Disculpa no pedida, culpa manifiesta, reza el refrán sobre quienes dan una explicación de su proceder sin que nadie se la haya pedido; esto, claro, a sabiendas que hicieron algo indebido.

Abrazo no espontáneo, claro distanciamiento, podría ser la recomposición del famoso refrán para explicar la foto que llegó la semana pasada a los chat de los reporteros donde se ve a los morenistas Dolores Padierna, Mario Delgado y Porfirio Muñoz Ledo.

Resulta que Padierna, vicepresidenta de la Mesa Directiva de la Cámara de Diputados, protagonizó un bochornoso e innecesario episodio cuando concluyó la comparecencia de José Antonio González Anaya, secretario de Hacienda y Crédito Público, ante el pleno del recinto de San Lázaro.

Padierna, y Muñoz Ledo habían acordado en el seno de la Mesa Directiva, y a petición del petista Gerardo Fernández Noroña, que la última palabra en las comparecencias la diera el Poder Legislativo, y no el Ejecutivo.

Es decir, que el mensaje final luego de acudir a la glosa del sexto informe fuera de un diputado y no de un secretario.

El acuerdo pasó de noche para el diputado Mario Delgado, lo cual no habría importado, salvo por un pequeño detalle. El legislador es el presidente de la Junta de Coordinación Política, la famosa Jucopo, que es otro de los poderosos órganos dentro de la Cámara de Diputados, donde se ponen de acuerdo todos los coordinadores de todas las bancadas.
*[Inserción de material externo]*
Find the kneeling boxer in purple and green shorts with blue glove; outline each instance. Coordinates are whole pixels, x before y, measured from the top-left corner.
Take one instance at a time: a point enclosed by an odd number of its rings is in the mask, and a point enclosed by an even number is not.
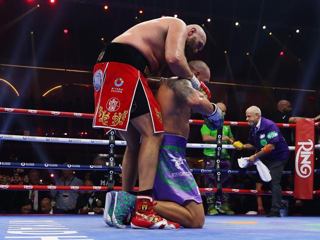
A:
[[[204,62],[192,61],[189,67],[199,80],[209,81],[210,69]],[[204,224],[200,192],[185,159],[191,109],[208,116],[205,122],[210,129],[219,129],[224,122],[219,107],[206,98],[210,98],[210,91],[201,85],[206,96],[194,90],[188,80],[171,77],[161,84],[156,96],[165,135],[154,182],[153,208],[161,217],[185,228],[202,228]]]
Nada más, ni nada menos.

Y si a ello se le agrega el lamentable protagonismo de la esposa de René Bejarano, quien ostentando la vicepresidencia de la Mesa Directiva dio un mensaje, no institucional, como debió hacer, sino un posicionamiento como integrante de un partido político, pues exaltó los ánimos.

Padierna sacó su versión impositiva e intransigente.

“A ver, perdóneme, aquí doy yo la palabra y estoy en el uso de la palabra, usted no me puede interrumpir.

“Pido a los diputados guardar silencio, guardar compostura, sentarse, porque este fue un acuerdo de la Mesa Directiva, íbamos a concluir con la intervención del diputado (Alfonso) Ramírez Cuéllar porque estamos en el Poder Legislativo y el Poder Legislativo es el último que tiene la palabra, no el Poder Ejecutivo, por eso estoy hablando yo a nombre del grupo mayoritario en esta Cámara… ruego a los diputados del PRI guardar silencio y sentarse en sus sillas.

“A ver, guarden silencio y siéntense”, espetó a los priistas, y por más manotazos al aire y gritos que daban éstos, Padierna concluyó su mensaje como le dio la gana.

Para ese entonces -le haga caso o no, y le guste o no- su líder, Mario Delgado, le aventó desde su curul un extrañamiento por no seguir el acuerdo de la Jucopo, y cómo no, si a nadie se le ocurrió avisarle, ni formal ni informalmente, que hubo otro acuerdo distinto en la Mesa Directiva.

El caso es que el llamado de Delgado de nada sirvió, ni en Padierna ni en el resto de la bancada de Morena, que se regocijaban en los reclamos de la vicepresidenta y los remataban con gritos de chillones a los del PRI.

Cada quien con su cada cual y haciendo lo que a su modo entendía como apoyo a su bancada o a su causa personal.

Por eso la foto al otro día, Delgado abrazando a Padierna, y Porfirio como testigo; por fortuna nadie de los morenos fue tan osado para proponer una donde se viera a Fernández Noroña tomando la fotografía.

Y eso que apenas llevan un mes, y son tres años de legislatura.